Artículo de los Anales de Medicina Interna del American College of Physicians
Antecedentes: debido a que muchos casos de la enfermedad por coronavirus 2019 (COVID-19) son asintomáticos, faltan datos generalizables sobre el número real de personas infectadas. Por lo tanto, las tasas de mortalidad se calculan a partir de casos confirmados, lo que sobreestima la tasa de mortalidad por infección (TMI). Para calcular un TMI verdadero, se necesitan datos de prevalencia poblacional de grandes áreas geográficas donde también existen datos confiables de muerte. La mayoría de las estimaciones de TMI anteriores procedían de poblaciones no estadounidenses, incluido un crucero, o se calcularon mediante técnicas de simulación (1-3). Las estimaciones anteriores tampoco son específicas por edad, son relativamente poco generalizables y no son adecuadas para tomar decisiones clínicas o políticas.
Objetivo: estimar los TMI entre las poblaciones no institucionalizadas (es decir, que viven en la comunidad) por edad, raza, etnia y sexo mediante el primer estudio de muestras aleatorias en todo el estado de EE. UU. Sobre la prevalencia del coronavirus 2 (SARS-CoV-2) del síndrome respiratorio agudo severo.
Métodos y hallazgos: Combinamos estimaciones de prevalencia de una muestra aleatoria en todo el estado con datos de estadísticas vitales de Indiana de muertes confirmadas por COVID-19 (4). En resumen, nuestra muestra aleatoria estratificada consistió en residentes estatales de 12 años o más. Se excluyeron los fallecidos conocidos y las personas encarceladas. Debido a que los hogares de ancianos estaban limitando la capacidad de los residentes para salir y volver a ingresar a las instalaciones, su participación era poco probable. Los participantes fueron evaluados del 25 de abril al 29 de abril de 2020 para detectar una infección viral activa y anticuerpos contra el SARS-CoV-2, lo que indicaría una infección previa. Se recopiló información demográfica.
Contabilizamos la falta de respuesta ponderando las estimaciones de prevalencia por edad, raza (dicotomizada como blanca o no blanca) y etnia hispana para reflejar la demografía del estado. La prevalencia estimada incluyó todas las infecciones actuales y pasadas con IC del 95% de arranque. La prevalencia de cada estrato demográfico se multiplicó por la estimación de la población estatal específica del estrato para determinar el número de infecciones acumuladas por grupo.
Discusión: Al utilizar los datos de prevalencia poblacional del SARS-CoV-2, encontramos que el riesgo de muerte entre las personas infectadas aumentaba con la edad. El TMI de Indiana para personas mayores de 60 años no institucionalizadas es apenas inferior al 2% (1 de cada 50). En comparación, la proporción es aproximadamente 2.5 veces mayor que la IFR estimada para la influenza estacional, 0.8% (1 en 125), entre las personas de 65 años o más (5). Es de destacar que el TMI para los no blancos es más de 3 veces mayor que el de los blancos, a pesar de que los difuntos de COVID-19 en ese grupo son 5.6 años más jóvenes en promedio.

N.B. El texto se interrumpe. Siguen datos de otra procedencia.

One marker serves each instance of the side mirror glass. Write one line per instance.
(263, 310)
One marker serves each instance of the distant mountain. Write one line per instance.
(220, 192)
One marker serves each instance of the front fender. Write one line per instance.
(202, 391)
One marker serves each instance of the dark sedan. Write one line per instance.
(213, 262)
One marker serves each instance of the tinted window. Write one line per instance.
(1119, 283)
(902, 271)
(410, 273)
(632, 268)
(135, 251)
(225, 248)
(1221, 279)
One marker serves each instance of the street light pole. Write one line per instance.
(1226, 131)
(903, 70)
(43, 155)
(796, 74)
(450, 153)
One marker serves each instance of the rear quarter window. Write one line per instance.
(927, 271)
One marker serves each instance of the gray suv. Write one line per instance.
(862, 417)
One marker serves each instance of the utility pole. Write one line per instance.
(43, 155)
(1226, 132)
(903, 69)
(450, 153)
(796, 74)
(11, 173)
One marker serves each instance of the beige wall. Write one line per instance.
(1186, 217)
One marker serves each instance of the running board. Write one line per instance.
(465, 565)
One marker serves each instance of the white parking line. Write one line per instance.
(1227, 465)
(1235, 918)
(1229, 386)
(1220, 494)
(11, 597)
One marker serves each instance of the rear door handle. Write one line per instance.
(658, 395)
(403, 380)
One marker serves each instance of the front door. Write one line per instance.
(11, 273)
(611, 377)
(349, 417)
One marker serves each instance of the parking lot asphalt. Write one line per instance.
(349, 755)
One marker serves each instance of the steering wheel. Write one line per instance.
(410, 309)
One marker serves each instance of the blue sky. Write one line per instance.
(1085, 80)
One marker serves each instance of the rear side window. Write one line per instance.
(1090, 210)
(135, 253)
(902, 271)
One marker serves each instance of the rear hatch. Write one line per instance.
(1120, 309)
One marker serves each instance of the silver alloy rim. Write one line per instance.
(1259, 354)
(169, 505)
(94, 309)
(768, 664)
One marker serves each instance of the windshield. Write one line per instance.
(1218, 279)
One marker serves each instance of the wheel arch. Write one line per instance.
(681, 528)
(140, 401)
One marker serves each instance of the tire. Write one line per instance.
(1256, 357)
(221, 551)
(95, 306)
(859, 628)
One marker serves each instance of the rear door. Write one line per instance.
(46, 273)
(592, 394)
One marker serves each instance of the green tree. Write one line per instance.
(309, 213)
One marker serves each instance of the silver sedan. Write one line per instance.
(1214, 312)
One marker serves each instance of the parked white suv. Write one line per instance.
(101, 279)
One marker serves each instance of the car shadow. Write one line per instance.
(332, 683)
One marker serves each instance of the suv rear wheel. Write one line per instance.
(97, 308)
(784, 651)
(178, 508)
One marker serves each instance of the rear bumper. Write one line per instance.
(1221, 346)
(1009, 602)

No conocemos estimaciones de TMI similares por grupo demográfico, pero reconocemos varias limitaciones de nuestro análisis. En primer lugar, a pesar de la selección aleatoria y la ponderación de la falta de respuesta, persiste la posibilidad de sesgo de respuesta. En segundo lugar, las imperfecciones en las pruebas tienen el potencial de generar falsos positivos, lo que puede sesgar las infecciones estimadas hacia arriba. Por otra parte, el uso de muertes confirmadas por COVID-19 puede subestimar el número real de muertes; Ambos problemas pueden resultar en TMI más bajos. En tercer lugar, debido a que se excluyeron los niños y los contribuyentes no estatales, nuestras estimaciones pueden carecer de posibilidad de generalización a las personas que no fueron estudiadas. Cuarto, no pudimos tener en cuenta la gravedad de la enfermedad entre los participantes de una muestra aleatoria con resultados positivos en las pruebas. Aunque los participantes representaban a personas con enfermedades menos graves, algunos con resultados positivos en las pruebas pueden haber muerto más tarde de COVID-19, lo que resulta en una posible subestimación del TMI. Sin embargo, tener en cuenta el sesgo de censura por la derecha también podría sobrestimar el TMI, porque no podemos distinguir las muertes entre las personas que evaluamos al azar de las de los pacientes que fueron hospitalizados durante el período de prueba. Los datos de raza y etnia para las muertes confirmadas por COVID-19 pueden haber sido inexactos, lo que sesgó estas estimaciones de TMI. Por último, la TMI es una medida basada en la población y debe interpretarse con cautela como una medida de riesgo individual.